Adalgisa adolescente e aos noventa anos de idade
                                              

        Faleceu na madrugada de sábado, 2 de fevereiro de 2013, Adalgisa de Souza Rosado, aos 94 anos de idade, no Hospital Wilson Rosado, em Mossoró.    
   Adalgisa de Sousa Rosado nasceu em 7 de julho de 1919, na mesma casa em que viveu, na Rua Mário Negócio, com exceção de quando morou no Sítio Cantópolis, período em que foi casada com o governador Dix-sept Rosado Maia, vítima de uma tragédia que abalou o Rio Grande do Norte no dia 12 de junho de 1951. Naquela manhã, em acidente aéreo, Dix-sept Rosado morre aos 40 anos de idade, num avião de carreira, das Linhas Aéreas Paulista - LAP - juntamente com toda tripulação e passageiros, incluindo dois auxiliares do primeiro escalão e o diretor da imprensa oficial do estado.
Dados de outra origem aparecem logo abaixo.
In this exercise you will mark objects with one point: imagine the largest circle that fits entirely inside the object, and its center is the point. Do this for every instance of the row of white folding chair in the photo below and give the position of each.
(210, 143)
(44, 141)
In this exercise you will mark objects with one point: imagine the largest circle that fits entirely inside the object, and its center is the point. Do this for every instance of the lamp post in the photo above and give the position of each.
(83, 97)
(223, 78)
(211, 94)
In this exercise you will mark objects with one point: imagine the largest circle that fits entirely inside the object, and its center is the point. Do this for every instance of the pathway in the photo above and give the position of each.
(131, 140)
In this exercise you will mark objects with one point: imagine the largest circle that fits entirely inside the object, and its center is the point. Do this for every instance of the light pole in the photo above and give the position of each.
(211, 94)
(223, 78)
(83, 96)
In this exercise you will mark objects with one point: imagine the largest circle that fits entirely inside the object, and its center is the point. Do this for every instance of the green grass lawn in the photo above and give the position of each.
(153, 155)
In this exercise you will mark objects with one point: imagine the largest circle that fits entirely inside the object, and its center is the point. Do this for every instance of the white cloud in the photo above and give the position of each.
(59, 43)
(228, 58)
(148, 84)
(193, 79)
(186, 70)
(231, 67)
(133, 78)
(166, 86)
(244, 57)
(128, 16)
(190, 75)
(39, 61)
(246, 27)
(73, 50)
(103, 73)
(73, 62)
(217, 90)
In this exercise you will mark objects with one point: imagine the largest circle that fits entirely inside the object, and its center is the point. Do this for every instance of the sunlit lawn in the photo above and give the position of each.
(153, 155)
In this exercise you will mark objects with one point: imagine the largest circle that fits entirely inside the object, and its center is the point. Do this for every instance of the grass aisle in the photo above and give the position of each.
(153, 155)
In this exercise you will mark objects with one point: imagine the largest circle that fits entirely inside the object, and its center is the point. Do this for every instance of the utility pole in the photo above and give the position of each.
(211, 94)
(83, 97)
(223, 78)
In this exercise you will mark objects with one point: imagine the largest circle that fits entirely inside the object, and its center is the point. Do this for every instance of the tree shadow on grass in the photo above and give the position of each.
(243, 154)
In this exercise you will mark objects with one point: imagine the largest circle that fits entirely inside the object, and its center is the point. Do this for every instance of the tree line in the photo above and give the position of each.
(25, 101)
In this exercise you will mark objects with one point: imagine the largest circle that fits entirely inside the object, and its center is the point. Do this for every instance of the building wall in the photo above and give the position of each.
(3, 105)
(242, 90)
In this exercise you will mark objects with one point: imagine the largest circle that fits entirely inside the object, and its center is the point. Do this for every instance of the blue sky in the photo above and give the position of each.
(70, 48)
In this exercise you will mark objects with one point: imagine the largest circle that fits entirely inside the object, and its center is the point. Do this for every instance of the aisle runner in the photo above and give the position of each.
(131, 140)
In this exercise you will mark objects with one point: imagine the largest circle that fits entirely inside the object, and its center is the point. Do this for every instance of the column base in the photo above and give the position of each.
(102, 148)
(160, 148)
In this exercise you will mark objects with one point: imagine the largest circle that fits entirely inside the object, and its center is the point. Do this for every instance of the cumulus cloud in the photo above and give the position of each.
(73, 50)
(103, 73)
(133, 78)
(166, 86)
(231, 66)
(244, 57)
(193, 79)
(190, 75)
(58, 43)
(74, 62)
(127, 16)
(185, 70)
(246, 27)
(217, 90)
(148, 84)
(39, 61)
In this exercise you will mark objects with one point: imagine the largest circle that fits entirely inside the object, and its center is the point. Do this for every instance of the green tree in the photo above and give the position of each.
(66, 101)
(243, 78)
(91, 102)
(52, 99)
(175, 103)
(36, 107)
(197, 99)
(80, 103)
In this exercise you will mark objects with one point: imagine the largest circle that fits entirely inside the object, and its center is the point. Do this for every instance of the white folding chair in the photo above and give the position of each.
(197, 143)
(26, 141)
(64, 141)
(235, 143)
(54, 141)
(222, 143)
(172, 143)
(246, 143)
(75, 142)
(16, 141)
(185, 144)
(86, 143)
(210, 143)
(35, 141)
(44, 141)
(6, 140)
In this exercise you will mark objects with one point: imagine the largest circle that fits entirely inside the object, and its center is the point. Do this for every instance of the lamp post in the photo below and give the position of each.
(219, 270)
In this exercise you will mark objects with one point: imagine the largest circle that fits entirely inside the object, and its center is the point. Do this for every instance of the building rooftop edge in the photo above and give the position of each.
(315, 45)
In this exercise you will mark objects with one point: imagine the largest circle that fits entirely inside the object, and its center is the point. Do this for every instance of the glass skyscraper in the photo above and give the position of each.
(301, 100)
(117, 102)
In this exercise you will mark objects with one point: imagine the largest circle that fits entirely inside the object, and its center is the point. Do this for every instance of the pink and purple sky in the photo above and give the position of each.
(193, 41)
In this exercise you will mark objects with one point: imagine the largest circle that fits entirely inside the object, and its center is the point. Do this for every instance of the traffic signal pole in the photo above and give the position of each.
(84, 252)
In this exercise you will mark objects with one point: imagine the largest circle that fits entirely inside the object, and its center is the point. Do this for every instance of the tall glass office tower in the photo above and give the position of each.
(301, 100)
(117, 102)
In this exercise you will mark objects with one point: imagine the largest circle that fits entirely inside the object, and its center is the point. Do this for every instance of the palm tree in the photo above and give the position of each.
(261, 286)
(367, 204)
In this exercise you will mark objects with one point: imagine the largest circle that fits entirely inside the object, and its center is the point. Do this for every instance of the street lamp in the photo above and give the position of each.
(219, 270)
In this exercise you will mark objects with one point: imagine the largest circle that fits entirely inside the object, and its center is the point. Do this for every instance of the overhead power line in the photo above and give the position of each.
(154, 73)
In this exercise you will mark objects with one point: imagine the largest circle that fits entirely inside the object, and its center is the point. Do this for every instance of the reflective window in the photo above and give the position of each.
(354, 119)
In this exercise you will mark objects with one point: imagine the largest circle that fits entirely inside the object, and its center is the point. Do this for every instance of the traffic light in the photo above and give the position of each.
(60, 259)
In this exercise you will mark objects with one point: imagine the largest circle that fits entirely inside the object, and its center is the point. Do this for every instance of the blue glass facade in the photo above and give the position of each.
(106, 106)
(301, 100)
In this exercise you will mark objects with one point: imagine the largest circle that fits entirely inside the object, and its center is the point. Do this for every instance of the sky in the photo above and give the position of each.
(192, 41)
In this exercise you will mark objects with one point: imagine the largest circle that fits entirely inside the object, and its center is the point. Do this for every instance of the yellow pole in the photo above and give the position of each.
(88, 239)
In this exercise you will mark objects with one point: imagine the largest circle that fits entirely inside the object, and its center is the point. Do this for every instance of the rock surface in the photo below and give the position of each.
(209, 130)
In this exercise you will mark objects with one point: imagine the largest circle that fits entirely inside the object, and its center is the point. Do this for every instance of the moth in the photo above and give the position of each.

O avião sobrevoava o rio do Sal, em Sergipe, a caminho da capital federal, o Rio de Janeiro. Dix-sept faleceu com apenas seis meses de gestão, deixando Adalgisa viúva com 32 anos de idade e quatro filhos, o maior com apenas sete anos, hoje chefe de gabinete e marido da atual governadora do estado, Rosalba Ciarlini Rosado.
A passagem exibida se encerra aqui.